Richard W. Fitch - Research
Natural Product Synthesis
Alkaloid Natural Products - "Izidines"
Our laboratory is interested in the synthesis of
alkaloidal natural products, especially those containing bicyclic and
polycyclic cores containing a bridgehead nitrogen ("izidines"). A
number of natural products possess this skeleton, a few of which are
shown below.
The azabicyclic cores of these alkaloids may be constructed in a number of ways, however, we are interested in a general scheme for synthesis based on tandem N-alkylation-aldol reactions of cyclic imines to accomplish this synthesis as shown below for some quinolizidines.

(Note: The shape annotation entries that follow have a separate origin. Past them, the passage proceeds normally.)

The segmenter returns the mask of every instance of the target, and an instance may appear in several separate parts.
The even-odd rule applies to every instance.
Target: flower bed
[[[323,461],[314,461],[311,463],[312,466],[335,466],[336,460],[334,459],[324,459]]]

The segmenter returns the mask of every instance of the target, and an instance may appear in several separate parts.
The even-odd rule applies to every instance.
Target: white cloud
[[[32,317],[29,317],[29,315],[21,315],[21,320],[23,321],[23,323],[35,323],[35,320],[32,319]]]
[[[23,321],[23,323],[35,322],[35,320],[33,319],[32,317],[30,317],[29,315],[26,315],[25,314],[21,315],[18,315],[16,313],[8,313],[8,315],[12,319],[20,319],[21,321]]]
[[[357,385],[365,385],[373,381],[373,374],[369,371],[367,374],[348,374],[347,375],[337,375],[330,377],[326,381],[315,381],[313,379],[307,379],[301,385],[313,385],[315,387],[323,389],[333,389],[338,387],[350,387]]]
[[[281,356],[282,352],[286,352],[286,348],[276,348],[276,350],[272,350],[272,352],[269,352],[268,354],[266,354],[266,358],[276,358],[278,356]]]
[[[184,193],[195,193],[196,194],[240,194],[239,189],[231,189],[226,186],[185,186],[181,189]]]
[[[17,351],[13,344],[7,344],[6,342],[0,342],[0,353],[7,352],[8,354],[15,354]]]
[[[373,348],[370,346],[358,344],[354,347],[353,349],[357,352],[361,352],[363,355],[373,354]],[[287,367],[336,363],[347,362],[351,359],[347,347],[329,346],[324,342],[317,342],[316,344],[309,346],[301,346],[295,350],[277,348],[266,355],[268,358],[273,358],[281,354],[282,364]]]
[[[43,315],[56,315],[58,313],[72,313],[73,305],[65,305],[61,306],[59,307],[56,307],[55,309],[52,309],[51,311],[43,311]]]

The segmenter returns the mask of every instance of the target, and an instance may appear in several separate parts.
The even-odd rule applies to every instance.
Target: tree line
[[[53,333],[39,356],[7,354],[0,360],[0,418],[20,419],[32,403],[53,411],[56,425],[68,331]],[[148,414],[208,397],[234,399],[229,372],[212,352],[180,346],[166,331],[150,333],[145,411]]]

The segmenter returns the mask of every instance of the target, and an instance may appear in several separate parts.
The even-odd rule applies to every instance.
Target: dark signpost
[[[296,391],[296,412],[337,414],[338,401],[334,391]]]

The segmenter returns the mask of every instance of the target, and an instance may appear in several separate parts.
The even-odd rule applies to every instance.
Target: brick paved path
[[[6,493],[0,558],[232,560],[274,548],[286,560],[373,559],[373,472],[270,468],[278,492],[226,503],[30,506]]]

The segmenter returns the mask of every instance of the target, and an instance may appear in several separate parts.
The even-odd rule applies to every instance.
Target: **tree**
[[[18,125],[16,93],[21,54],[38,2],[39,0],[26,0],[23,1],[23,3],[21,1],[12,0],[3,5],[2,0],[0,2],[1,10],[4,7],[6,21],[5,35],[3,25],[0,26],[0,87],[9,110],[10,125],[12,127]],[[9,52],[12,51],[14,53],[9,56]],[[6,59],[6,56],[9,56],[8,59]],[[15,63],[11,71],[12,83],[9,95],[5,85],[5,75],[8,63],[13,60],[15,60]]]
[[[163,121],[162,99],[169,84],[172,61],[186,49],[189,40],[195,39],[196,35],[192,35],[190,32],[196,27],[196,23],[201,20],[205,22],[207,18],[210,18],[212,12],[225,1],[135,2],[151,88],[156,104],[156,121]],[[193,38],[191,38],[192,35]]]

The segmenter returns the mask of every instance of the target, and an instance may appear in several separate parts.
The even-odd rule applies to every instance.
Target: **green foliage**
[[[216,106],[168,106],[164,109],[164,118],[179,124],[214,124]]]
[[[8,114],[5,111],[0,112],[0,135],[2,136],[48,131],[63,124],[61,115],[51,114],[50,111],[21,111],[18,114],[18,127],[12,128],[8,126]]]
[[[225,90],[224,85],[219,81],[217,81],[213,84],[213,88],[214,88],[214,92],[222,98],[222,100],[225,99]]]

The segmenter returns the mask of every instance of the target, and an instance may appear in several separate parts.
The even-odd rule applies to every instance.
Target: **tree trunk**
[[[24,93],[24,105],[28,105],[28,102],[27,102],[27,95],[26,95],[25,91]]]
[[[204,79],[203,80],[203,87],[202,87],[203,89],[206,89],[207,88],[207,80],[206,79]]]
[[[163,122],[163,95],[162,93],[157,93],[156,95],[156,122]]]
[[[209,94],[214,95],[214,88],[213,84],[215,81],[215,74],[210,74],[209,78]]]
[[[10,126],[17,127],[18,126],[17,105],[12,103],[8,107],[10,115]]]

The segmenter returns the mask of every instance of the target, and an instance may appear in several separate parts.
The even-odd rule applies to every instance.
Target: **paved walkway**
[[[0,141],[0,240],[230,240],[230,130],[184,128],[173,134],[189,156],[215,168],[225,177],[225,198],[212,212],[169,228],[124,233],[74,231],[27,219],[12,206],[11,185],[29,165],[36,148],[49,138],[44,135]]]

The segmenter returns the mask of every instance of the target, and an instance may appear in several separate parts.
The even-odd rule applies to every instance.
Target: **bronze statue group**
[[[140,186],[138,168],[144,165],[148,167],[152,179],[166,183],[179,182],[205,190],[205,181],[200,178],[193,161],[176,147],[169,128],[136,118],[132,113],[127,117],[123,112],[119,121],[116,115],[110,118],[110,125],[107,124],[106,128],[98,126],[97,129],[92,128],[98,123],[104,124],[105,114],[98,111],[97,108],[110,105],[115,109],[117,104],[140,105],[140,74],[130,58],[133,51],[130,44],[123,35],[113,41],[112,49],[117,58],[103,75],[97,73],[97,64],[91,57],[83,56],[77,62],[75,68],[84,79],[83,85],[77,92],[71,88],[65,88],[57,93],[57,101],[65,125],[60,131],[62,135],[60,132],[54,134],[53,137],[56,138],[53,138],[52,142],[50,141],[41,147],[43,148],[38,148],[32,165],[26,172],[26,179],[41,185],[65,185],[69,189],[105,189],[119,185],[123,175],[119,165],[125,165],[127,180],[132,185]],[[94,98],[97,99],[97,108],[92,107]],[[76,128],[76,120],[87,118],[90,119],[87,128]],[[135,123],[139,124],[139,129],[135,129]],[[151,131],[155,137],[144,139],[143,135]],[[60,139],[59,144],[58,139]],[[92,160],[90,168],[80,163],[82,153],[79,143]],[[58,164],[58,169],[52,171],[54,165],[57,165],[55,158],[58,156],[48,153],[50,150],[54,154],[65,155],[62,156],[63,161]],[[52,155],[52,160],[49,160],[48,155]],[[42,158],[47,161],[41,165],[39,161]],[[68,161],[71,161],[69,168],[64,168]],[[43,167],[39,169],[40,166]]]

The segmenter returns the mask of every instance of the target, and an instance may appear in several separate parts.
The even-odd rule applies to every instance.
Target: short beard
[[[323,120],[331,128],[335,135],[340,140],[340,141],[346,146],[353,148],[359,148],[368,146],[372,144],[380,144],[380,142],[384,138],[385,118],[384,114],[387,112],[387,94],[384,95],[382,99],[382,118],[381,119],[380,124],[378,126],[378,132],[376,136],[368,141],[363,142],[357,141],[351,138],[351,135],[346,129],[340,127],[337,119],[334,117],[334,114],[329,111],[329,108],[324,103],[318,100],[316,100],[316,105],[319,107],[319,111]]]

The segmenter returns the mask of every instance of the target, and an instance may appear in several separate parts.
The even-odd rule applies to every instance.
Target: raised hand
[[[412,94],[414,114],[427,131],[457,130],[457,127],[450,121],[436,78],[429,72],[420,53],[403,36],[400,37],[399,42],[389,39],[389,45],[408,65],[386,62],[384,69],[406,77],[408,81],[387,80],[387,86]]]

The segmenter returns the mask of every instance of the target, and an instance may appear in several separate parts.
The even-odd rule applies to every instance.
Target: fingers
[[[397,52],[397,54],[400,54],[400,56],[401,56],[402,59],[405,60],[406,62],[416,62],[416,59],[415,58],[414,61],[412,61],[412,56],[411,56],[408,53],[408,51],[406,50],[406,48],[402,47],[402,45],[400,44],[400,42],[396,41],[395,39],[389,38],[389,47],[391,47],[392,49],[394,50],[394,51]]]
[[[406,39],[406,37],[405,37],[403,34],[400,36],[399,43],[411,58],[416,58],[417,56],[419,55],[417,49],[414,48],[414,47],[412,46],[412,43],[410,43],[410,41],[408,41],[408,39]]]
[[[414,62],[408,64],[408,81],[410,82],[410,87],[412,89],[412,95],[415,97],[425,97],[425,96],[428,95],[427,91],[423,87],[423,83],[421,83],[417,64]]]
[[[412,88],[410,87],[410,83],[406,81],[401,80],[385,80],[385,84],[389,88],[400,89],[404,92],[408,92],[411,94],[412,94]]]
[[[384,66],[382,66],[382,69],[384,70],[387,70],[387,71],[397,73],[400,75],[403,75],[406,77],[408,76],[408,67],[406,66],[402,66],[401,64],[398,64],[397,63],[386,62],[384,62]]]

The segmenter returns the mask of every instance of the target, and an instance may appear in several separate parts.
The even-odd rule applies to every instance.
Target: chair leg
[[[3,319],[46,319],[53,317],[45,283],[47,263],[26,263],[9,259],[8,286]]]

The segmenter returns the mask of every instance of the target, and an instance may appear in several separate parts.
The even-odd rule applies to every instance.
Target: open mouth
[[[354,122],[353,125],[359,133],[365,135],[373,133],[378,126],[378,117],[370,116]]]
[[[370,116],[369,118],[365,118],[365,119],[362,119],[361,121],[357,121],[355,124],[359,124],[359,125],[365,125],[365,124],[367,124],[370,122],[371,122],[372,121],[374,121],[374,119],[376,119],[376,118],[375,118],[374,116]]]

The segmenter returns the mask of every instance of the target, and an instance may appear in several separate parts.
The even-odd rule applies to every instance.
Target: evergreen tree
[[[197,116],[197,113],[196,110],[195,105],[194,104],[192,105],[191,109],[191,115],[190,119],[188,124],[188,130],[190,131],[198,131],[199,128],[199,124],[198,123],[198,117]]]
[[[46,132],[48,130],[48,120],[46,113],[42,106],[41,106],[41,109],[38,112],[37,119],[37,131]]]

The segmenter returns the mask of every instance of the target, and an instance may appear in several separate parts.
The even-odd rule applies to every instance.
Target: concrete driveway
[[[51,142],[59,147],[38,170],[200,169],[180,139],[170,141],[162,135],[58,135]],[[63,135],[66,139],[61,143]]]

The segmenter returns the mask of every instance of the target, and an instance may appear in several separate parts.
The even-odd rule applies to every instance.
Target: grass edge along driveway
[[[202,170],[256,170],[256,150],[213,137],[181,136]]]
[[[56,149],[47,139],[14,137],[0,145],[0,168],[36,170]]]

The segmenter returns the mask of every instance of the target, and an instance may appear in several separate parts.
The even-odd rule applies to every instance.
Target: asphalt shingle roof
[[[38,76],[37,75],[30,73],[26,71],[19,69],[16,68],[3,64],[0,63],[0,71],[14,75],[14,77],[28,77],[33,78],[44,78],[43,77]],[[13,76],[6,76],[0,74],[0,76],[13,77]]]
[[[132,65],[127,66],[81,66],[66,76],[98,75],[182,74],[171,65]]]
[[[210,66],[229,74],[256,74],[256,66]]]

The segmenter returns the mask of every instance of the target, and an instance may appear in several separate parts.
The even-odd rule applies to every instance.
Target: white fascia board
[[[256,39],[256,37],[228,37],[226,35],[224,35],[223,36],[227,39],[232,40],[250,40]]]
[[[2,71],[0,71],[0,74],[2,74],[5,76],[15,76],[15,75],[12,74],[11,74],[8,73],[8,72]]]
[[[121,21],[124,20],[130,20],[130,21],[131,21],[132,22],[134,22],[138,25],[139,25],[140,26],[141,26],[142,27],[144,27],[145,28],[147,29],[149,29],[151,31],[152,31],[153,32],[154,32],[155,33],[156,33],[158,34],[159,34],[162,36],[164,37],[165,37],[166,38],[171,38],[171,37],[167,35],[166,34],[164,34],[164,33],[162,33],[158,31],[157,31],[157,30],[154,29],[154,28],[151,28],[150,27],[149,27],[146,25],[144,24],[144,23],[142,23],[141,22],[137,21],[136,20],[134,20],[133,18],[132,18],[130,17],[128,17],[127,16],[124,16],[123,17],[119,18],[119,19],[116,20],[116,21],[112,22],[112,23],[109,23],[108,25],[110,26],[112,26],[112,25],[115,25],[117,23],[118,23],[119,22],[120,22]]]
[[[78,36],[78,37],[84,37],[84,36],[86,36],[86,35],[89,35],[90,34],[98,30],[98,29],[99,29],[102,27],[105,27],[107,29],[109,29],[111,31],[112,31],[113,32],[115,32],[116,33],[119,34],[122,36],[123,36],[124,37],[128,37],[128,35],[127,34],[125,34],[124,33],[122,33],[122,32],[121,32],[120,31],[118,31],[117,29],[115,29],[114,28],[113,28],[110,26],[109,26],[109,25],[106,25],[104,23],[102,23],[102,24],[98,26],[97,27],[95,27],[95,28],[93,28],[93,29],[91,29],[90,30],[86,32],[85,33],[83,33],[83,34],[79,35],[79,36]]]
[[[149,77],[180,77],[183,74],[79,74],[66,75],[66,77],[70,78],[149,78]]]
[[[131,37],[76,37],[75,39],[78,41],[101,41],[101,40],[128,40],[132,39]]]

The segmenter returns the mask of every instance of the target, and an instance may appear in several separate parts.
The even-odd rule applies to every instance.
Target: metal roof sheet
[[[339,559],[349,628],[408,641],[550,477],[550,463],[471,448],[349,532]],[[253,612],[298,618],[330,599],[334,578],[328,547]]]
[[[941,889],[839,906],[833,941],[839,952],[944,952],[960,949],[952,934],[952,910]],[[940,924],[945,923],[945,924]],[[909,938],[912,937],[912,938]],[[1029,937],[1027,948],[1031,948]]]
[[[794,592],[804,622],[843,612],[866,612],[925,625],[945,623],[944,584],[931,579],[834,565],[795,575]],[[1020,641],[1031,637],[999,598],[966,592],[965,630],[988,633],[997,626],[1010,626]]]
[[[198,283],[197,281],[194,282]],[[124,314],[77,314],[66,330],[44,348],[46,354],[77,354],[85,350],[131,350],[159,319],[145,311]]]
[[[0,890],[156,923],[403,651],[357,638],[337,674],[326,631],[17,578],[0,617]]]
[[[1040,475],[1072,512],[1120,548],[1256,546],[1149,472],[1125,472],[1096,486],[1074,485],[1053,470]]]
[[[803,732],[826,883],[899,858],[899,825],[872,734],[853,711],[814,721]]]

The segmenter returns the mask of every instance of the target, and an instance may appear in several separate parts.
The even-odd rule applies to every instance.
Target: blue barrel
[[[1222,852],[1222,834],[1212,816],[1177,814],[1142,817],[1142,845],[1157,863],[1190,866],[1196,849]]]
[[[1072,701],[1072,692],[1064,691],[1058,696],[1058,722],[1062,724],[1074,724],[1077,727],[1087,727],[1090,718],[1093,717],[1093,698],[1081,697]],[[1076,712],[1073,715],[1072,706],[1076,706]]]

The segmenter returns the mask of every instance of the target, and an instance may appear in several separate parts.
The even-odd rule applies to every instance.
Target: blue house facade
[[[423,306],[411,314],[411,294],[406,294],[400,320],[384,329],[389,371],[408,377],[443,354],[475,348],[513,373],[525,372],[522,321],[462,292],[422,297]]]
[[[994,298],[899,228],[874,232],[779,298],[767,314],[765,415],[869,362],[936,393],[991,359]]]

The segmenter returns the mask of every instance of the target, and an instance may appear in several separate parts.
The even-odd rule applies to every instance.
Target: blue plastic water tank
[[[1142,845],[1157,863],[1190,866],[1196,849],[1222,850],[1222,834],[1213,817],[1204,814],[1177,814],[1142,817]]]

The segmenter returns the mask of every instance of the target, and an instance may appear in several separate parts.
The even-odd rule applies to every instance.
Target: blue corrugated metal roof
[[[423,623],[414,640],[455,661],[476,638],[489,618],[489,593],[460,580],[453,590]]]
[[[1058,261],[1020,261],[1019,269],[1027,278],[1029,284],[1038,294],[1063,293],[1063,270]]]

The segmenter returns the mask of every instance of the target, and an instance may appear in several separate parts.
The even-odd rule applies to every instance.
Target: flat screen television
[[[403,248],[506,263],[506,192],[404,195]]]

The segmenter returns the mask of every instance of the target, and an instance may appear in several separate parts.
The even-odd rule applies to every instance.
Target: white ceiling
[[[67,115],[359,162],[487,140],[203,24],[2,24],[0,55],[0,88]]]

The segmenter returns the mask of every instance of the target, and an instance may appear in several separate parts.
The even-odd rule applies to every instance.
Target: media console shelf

One can envision the cyclization of imines to produce a variety of structures by variation of ring size of the imine and chain length of the homologation synthon. A synthesis of epiquinamide has been completed (JNP 2009) and we are working toward several of the lupine alkaloids at this time. This work has been funded by startup funds and Sigma Xi.
Phantasmidine
Phantasmidine is a condensed tetracyclic alkaloid isolated from an Ecuadoran poison frog (JNP 2010). This is the same frog which produced epibatidine and epiquinamide (JNP 2003), as well as a number of other known (and as yet unknown) alkaloids. Phantasmidine was isolated in tiny quantities (~12 mg) and was derivatized for its structural characterization. Thus its biology was not fully explored at the time.
We are currently working on the enantioselective synthesis of this alkaloid and analogs for full evaluation of the biological activity. This novel tetracycle is a rigid analog of epibatidine and may be of use as a tunable nicotinic receptor probe and potential therapeutic. We are exploring ring closing methodology based on rhodium catalyzed transannular C-H insertion for access to this unusual tetracyclic system. This work was initiated with funds the ISU Center for Public Service and Community Engagement and is currently funded by an NSF RUI grant (CHE1012629).
Dioicine
Dioicine is a prenylated purine natural product isolated from the Kentucky coffeetree (Gymnocladus dioicus, Heterocycles 2009). This unusual (and unstable) alkaloids contains a prenyl-derived enamine pendant from the 3-position of the purine nucleus. It is moderately toxic to animals but may explain the use of the seeds of this tree as a coffee substitute as its facile hydrolysis produces a bioisosteric analog of paraxanthine, the primary metabolite of caffeine in man.
We are investigating the synthesis of this unusual alkaloid from paraxanthine to explore its pharmacology at purinergic receptors as well as that of analogs placing the prenadienyl group at other positions. This work is funded by the Center for Public Service and Community Engagement as well as the University Research Committee (UNR 301).